Le Guardian a rapporté que plusieurs agents de police «ont quitté les forces au cours des dernières semaines, hésitant face aux ordres exigeant de réprimer les milices séparatistes… De nombreux citoyens pensent que la police s’est rangée entièrement du côté des séparatistes et que l’armée a été dépêchée pour mener une opération punitive contre la police.»

Toutes les atrocités commises par Kiev portent la marque de Washington.

Vendredi, l’administration Obama a fourni 1 milliard de dollars en garanties de prêt aux autorités de Kiev, finançant dans les faits l’opération militaire sanglante en Ukraine de l’Est. Mercredi 7 mai, l’Ukraine a reçu sa première aide financière d’urgence du Fonds monétaire international (FMI), partie d’un plan de deux ans fournissant 17 milliards de dollars sur les 27 milliards en prêts et garanties promis par les grandes puissances.

Rien de cela ne justifie les efforts à orienter l’opposition populaire au régime de Kiev et ses bailleurs vers le nationalisme russe. L’initiative référendaire est menée par des forces bourgeoises qui veulent une entente pour le partage des pouvoirs avec Kiev ou une intervention de la Russie afin de garantir leur propre droit d’exploiter la classe ouvrière russophone de la région.

Les parties impliquées sont des formations nationalistes émanant de l’effondrement de la bureaucratie stalinienne qui sont en alliance avec des groupes rivaux d’oligarques ukrainiens.

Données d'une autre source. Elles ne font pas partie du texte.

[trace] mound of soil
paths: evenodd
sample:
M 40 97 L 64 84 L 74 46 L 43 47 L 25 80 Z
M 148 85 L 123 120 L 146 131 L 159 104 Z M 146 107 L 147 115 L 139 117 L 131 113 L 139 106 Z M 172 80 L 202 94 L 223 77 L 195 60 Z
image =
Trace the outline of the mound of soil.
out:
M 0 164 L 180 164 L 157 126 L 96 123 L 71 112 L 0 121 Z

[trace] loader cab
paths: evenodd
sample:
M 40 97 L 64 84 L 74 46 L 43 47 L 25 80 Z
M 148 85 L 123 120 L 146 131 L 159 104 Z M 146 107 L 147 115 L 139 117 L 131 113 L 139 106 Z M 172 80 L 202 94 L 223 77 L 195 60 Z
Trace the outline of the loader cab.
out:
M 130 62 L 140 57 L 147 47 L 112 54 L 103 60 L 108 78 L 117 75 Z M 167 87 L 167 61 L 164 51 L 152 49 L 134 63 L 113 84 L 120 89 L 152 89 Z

L’homme responsable de l’organisation du référendum est Roman Lyagin, un ancien conseiller politique. Le référendum, souligne-t-il, signifie «que nous ne sommes pas satisfaits des événements dans le pays et que nous exigeons des changements. Nous voulons choisir une autre voie pour cette région.»

Cette «autre voie» signifie la poursuite de l’exploitation brutale de la classe ouvrière de la région et le danger d’une guerre civile entre russophones et ukrainophones. Les dirigeants de l’opposition dans l’est n’appellent pas à une action unifiée des travailleurs ukrainiens contre le régime de Kiev.

Pouchiline est caractéristique des forces en présence. Au cours des années 1990, il a travaillé pour l’infâme combine à la Ponzi MMM, qui a fraudé de 5000 à 40.000 personnes pour 10 millions de dollars. Il est toujours membre du groupement politique MMM, né de la combine de Ponzi, et il est impliqué dans le groupe de vente au détail «Solodke Zhittia» (Dolce Vita), qui est proche de Boris Kolesnikov, le secrétaire du Parti des régions du premier ministre destitué Viktor Ianoukovitch.

Il en a pris la direction suite à l’arrestation de Pavel Gubarev, qui a été libéré mercredi dernier. Gubarev était anciennement un membre du Parti socialiste progressiste d’Ukraine pro-Moscou et est maintenant membre du groupe paramilitaire droitiste panslave Unité nationale russe.

Il faut s’opposer à toute tentative de subordonner la classe ouvrière à l’une ou l’autre section d’oligarques et leurs valets politiques, y compris ceux qui dirigent la Russie. Il est urgent d’appeler à une lutte unifiée de la classe ouvrière ukrainienne, russe et internationale, sur la base d’une perspective socialiste contre les plans impérialistes de Washington, Berlin, Londres et Paris.